Lain lagi dengan teman seprofesi saya sebagai wartawan. Ia dulu tak acuh kepada urusan agama. Ketika teman-temannya merasa perlu memperjuangkan sebuah tempat jumatan di kantor baru, ia tengah-tengah giat-giatnya mengumpulkan mobil-mobil kuno. “Mobil VW antik ini adalah persoalan kalbu,” katanya kepada saya, bergurau. Ia ingin mengesankan, jumatan itu belum masuk kalbunya.
Sekarang teman ini sudah berubah seperti bumi dan langit. Ia memperkenalkan diri sebagai pemimpin teras organisasi perhimpunan alumni mobokrasi, yang dulu kumpul-kompol di Monas tersebut. Jika tampilannya dulu cukup dengan celana jeans belel dan kaos hitam butut, kini tampilannya bak ustaz kondang yang tengah ditunggu beribu-ribu jamaahnya.
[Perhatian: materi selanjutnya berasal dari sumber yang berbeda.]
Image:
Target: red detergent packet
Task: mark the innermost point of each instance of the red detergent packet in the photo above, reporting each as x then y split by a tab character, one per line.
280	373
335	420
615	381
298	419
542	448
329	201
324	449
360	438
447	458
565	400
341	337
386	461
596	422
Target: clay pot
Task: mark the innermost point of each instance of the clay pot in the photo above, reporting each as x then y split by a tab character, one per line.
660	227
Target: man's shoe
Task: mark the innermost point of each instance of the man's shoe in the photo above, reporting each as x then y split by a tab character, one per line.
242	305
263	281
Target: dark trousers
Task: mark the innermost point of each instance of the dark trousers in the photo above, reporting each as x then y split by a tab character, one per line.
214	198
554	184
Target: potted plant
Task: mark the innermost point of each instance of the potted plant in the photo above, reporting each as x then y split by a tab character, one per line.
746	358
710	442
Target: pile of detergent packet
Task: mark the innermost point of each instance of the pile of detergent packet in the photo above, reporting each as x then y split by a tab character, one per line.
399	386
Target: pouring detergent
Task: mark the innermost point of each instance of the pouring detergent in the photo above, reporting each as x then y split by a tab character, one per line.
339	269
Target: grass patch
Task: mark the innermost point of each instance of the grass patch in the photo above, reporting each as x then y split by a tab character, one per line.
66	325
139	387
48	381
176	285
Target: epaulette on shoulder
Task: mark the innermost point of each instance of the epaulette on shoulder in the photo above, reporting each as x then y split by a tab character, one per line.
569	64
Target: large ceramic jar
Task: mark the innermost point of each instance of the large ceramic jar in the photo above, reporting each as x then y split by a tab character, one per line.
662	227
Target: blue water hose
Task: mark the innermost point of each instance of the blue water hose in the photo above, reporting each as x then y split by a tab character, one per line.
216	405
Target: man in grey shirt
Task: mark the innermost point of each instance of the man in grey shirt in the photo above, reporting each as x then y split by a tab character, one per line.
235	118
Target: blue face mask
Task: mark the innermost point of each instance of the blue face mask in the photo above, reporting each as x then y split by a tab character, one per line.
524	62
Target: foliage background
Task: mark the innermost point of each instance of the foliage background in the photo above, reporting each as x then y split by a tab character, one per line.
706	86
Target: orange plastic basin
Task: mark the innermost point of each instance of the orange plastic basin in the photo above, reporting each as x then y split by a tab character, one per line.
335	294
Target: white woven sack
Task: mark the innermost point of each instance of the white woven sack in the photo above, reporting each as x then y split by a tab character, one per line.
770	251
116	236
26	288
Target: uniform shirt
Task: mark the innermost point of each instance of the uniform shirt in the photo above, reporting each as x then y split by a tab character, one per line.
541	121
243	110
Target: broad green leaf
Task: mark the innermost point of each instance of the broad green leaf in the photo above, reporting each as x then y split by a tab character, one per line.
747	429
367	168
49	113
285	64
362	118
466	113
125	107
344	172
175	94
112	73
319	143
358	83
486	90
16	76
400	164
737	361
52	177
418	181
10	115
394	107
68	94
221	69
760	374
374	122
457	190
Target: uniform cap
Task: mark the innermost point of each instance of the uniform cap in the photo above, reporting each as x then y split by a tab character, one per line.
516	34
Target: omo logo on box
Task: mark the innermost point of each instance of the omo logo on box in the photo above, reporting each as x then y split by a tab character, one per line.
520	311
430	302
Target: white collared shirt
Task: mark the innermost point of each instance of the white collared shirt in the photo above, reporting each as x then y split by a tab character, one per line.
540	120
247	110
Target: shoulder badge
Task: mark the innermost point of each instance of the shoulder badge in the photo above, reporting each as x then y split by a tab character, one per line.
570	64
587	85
Di mana pun bertemu, apakah di acara kondangan anak tetangga atau di acara hahalbihalal para perantau sekampungnya, selalu mengenakan jas yang ada berudrunya di luar, baju koko di dalam. Di puncak kepalanya yang sedikit peang, bertengger kopiah putih yang sering dikenakan imam-imam masjid yang alim. Tapi yang lebih seronok, di bahunya selalu tersampir selembar kain warna hijau, yang sejauh ini saya belum tahu persis fungsinya, apakah untuk berteduh di kala hari panas, atau untuk lap ingus ketika pilek. Tugas utamanya teman saya ini sekarang, membuat meme sebanyak mungkin. “Wahai umat Islam yang teraniaya, mari kita berjihad menghadapi rezim penguasa yang zalim ini,” serunya dalam meme yang dikirim ke sebuah grup. Misi mengirim meme ini harus dilaksanakan seperti orang minum obat, tiga kali sehari.